How to allow bash to performantly read data which includes NUL bytes?

77 Views Asked by At

More exactly, the question is:

Which recipes are there to enable bash scripts to properly and safely process N bytes which might contain NUL?

This question led to following observation:

bash -c 'LC_ALL=C read -rN 1 </dev/zero'
  • Tested with Debian 10's bash version 5.0.17(1)-release

(I tried to find out myself but found no pointer why this happens). All I found out so far is, that "my" bash apparently skips all NUL bytes on read -N.

A possible workaround in the special case with -N 1 is to use

LC_ALL=C IFS= read -rd '' -n 1

such that NUL acts as delimiter, so read returns. But this trick fails in case you want to skip over more than 1 byte, as then the read terminates after the first NUL seen.

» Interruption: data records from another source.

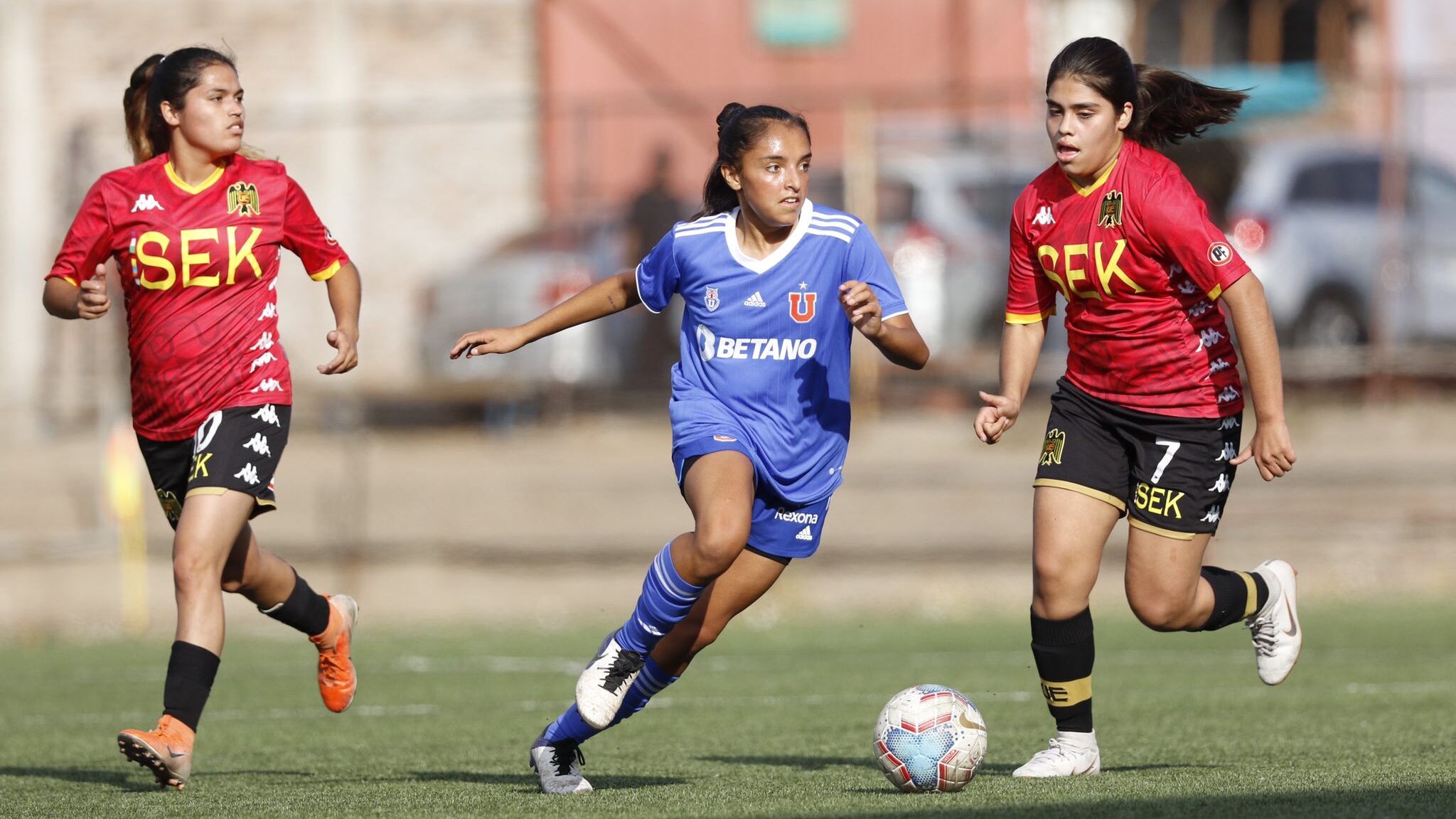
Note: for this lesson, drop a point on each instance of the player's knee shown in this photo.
(718, 545)
(1160, 614)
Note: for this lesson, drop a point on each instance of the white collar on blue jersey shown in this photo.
(766, 262)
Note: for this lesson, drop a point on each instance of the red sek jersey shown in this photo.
(198, 269)
(1142, 270)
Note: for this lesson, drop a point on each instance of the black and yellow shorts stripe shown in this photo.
(233, 449)
(1169, 476)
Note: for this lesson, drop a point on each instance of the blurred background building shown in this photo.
(483, 159)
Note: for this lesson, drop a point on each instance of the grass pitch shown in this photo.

For special cases there are workarounds, like forking off dd, but if you want to process the data in bash or need to often skip just a few bytes, forking hurts more than it helps.

Also looping over read -d '' -n 1 is cumbersome if you want to skip over bigger NUL areas, because this is one syscall per byte.

Notes:

  • This is not a question about opinions which solution is best.
  • This is a question to list ways to handle the most common cases.
  • And the answers should be applicable to use cases like:
    • Pipes, where you cannot seek
    • Sockets (like <>"/dev/tcp/$HOST/$PORT")

Please always keep in mind that "performance" includes more than just raw speed. It often includes the time you need to change something, where rewriting things from scratch takes too long, or plugging in something like dd gets extremely difficult. Quite often all you have is just pure bash. Plus some helpers.

For example there might be some bigger script which is applied to something like git fast-export. This script works perfectly, until the first binary with a NUL byte is added to the repo. Suddenly read -N goes out of sync, such that git fast-import complains. If the code is used mainly to edit commit messages (which are treated like the binary data) you have to duplicat your code: One for binary, NUL aware, one for commits, to change in bash.

Probably here is no such thing like one size fits all, so we likely need more solutions than to just call dd.

1

There are 1 best solutions below

0
On

Following solves it for me in the situation, where bash is talking to a pipe.

Instead of using producer | bashscript | consumer I put some transformation script into the pipe:

producer | encoder | bashscript | decoder | consumer
  • The encoder escapes 00 into 01 02 and 01 into 01 03.
  • The decoder unescapes 00 from 01 02 and 01 from 01 03.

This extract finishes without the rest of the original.